Circuit Court of Appeals, Third Circuit.
Oct. 24, 1933.
Wall, Haight, Carey & Hartpence, of Jersey City, N. J. (Thomas G. Haight and Wm. H. Carey, both .of Jersey City, N. J., -of counsel), for appellant.
Gleason, MeLanahan, Merritt & In-graham, of New York City (Walter G. Merritt, of New York City, of counsel), for appellee.
Before BUFFINGTON, DAVIS, and THOMPSON, Circuit Judges.
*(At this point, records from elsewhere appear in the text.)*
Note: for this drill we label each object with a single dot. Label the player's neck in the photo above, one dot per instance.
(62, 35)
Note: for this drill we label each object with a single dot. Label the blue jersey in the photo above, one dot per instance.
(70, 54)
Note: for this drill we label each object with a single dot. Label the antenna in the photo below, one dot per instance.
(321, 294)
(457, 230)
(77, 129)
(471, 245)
[MAJORITY — THOMPSON, Circuit Judge.]
THOMPSON, Circuit Judge.
The plaintiff brought suit in the District Court for the District of New Jersey to recover on a judgment which it had obtained against the defendant in a Missouri court of record. With the consent of the parties, but without the requisite waiver in writing (28 USCA § 773), the case was tried by a judge without a jury. The trial judge refused to give full faith and credit to the Missouri judgment and entered judgment in favor of the defendant. This court rendered a decision reversing the judgment of the court below, but, before the mandate was sent down to the District Court, vacated the judgment and dismissed the appeal without prejudice, in compliance with the request of the parties. A stipulation in writing that the cause be tried by the court without a jury was thereupon filed. The case was retried in the District Court upon the same evidence introduced at the prior trial. The District Judge, adhering to his original opinion, again entered judgment for the defendant. This is an appeal from that judgment.
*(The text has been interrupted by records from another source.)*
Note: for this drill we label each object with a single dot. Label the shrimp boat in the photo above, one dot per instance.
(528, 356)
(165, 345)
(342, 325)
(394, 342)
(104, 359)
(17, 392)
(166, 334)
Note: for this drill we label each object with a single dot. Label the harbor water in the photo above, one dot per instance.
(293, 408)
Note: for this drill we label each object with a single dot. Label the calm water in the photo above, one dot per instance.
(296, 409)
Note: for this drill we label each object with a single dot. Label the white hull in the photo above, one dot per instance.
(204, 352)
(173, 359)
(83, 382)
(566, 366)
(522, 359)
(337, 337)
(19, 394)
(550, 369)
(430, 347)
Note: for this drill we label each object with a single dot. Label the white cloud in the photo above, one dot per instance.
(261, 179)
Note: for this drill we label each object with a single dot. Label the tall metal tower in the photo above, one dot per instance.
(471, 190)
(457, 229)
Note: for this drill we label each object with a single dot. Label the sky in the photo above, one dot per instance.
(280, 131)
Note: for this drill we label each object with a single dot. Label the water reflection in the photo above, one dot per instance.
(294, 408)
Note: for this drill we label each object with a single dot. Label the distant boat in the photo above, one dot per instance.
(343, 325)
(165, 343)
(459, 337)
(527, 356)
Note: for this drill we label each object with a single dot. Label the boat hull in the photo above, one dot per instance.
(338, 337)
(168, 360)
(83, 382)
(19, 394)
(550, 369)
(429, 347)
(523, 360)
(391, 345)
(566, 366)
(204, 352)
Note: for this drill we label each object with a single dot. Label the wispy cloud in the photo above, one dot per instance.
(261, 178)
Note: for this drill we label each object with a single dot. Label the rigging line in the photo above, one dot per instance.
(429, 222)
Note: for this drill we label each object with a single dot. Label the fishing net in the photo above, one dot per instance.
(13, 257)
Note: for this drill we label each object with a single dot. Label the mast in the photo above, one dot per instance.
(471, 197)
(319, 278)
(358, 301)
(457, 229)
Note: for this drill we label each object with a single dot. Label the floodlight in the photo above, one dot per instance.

The same issues are argued by the appellant as were argued on the prior appeal. The appellee, however, has raised a new issue to the effect that the fact findings of the court below are conclusive unless there is no evidence to support them. Although we accept the contention that findings by a trial court sitting without a jury have the force and effect of a verdict, the doctrine has no application where there are no findings by the trial court which are, in form and substance, findings of fact. The ten findings requested by the defendant and allowed by the trial court (Reeord, pages 217, 218, 219) are, in some instances, purely legal conclusions, and, in the remainder, mixed findings of law and fact. In the latter instances it is impossible to review the trial court’s legal conclusions without reviewing its fact findings. Moreover, the specific facts set out in detail in the opinion of the trial court justify a conclusion that lawful service was made upon the defendant in Missouri.
For these reasons and those fully set forth in our opinion upon the previous appeal, reported in 51 F.(2d) 626, the judgment of the court below is reversed, with direction that judgment be entered for the plaintiff for the amount claimed, in the complaint, with interest and costs.